Maximum Pressure Creates Shared Problems
While Iran faces its own similar struggles that seem to compound daily, it is close enough to assist Lebanon, as Ali Hashem wrote for Foreign Policy. Unlike Venezuela, which Tehran tried to sell gasoline to, Beirut is both nearby and predominantly Shi’ite. The two states have a lot in common, thanks in part to Iran’s support of Hezbollah.
They are also both victims of the Trump administration’s maximum pressure campaign which has claimed Lebanon as a casualty. US Secretary of State Mike Pompeo has also worsened the situation by barring Iran from offloading oil to Lebanon.
How Much Could Iran Help Lebanon?
Although Tehran is sanctioned by the US government, its proxy network would prove much harder to suffocate. Hezbollah could act as an intermediary to shuffle resources between borders, thereby facilitating the direly needed economic assistance for Beirut.
To make matters easier for Lebanon, Iran is accepting payment in Lebanese pounds due to its usefulness in funding Hezbollah. Joel Rayburn, US deputy assistant secretary at the Center for Global Policy, dismissed the idea, citing Iran’s lack of resources and present financial predicament as its inability to provide assistance to Lebanon.
However, Iran coming to Lebanon’s rescue would live up to some of Tehran’s past promises that all Beirut needs to do is ask and help will arrive. A quick dismissal of Iran’s power to scrape together a life support system for Lebanon could end up being foolish. Furthermore, such a hasty assessment with a focus on quantitative data ignores the full nature and scope of the Iran–Lebanon relationship.
Is it even possible to calculate the value of the Shi’ite bond? In a turbulent region such as the Middle East, religious ties factor heavily into decisions.
“What the U.S. government has failed to grasp over the past four decades of its fight with Iran in a country like Lebanon is the fact that Iranian influence was bred organically in areas where Shiites are a majority,” Hashem wrote.

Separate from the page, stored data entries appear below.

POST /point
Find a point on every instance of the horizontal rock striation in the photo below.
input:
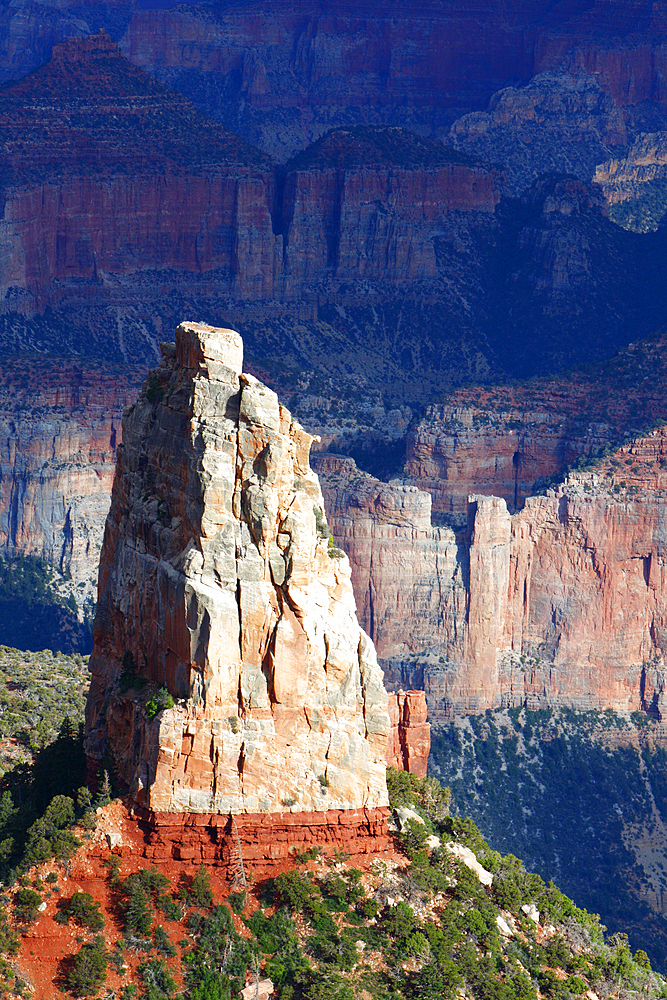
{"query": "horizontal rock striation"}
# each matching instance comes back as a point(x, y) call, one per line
point(60, 424)
point(561, 603)
point(410, 734)
point(217, 584)
point(266, 837)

That framework is foreign to Washington. As Hashem also noted, the Lebanese civil war wasn’t even capable of turning it away from Iran-backed Hezbollah. The reality is that decades of Iran exerting its Shiite influence has left Lebanon isolated on the global stage. There are few allies it could consider appealing to for help; Iran is all that is left for surefire support.
In early July, Hezbollah announced it had begun discussions with the Lebanese government about a possible trade deal with Iran, as Reuters reported.
“We started a discussion…to see where this option can go,” said Sayyed Hassan Nasrallah, leader of Hezbollah. “This track is moving … What’s the result going to be? I don’t know. But we have to try.”
Another possible solution to Lebanon’s woes is seeking help from China, as Radio Farda reported. Tehran has already inked a deal with Beijing and Beirut could soon follow. Nasrallah has trumpeted the idea of a Chinese bailout since June.
“Chinese companies are ready to inject money into this country,” he said in a televised speech. “If this happened, it would bring money to the country, bring investment, create job opportunities, allow heavy transport, and so on.”
Although Lebanon is considered a friend of the US and receives American aid, Hezbollah is another matter entirely. While Washington would be an ideal benefactor to assist Lebanon, Hezbollah’s control over the government makes it an impossibility. As the group continues to be branded a terrorist organisation, its ties to Prime Minister Hassan Diab means the US is not an option for support.
Therefore, Beirut is looking to Tehran and Beijing. America and international institutions like the IMF have left no other choices. Lebanon witnesses the collapse transpiring in Iran and Venezuela—why should it let itself fall into a similar state of ruin when it is free to seek outside help?
Accepting aid from either would surely have the US rethinking the aid it provides, however. Officials from Washington have already warned as such. It may have no choice, though, and the deal would be a benefit for Beijing if it includes access to the Port of Tripoli, which would act as an important cog in the Belt and Road Initiative.
The US maximum pressure campaign on Iran, while effective, has also served to foster more opposition in other states such as Lebanon. The worse the situation becomes, the more likely it is that the coordination between the two increases as they struggle to survive.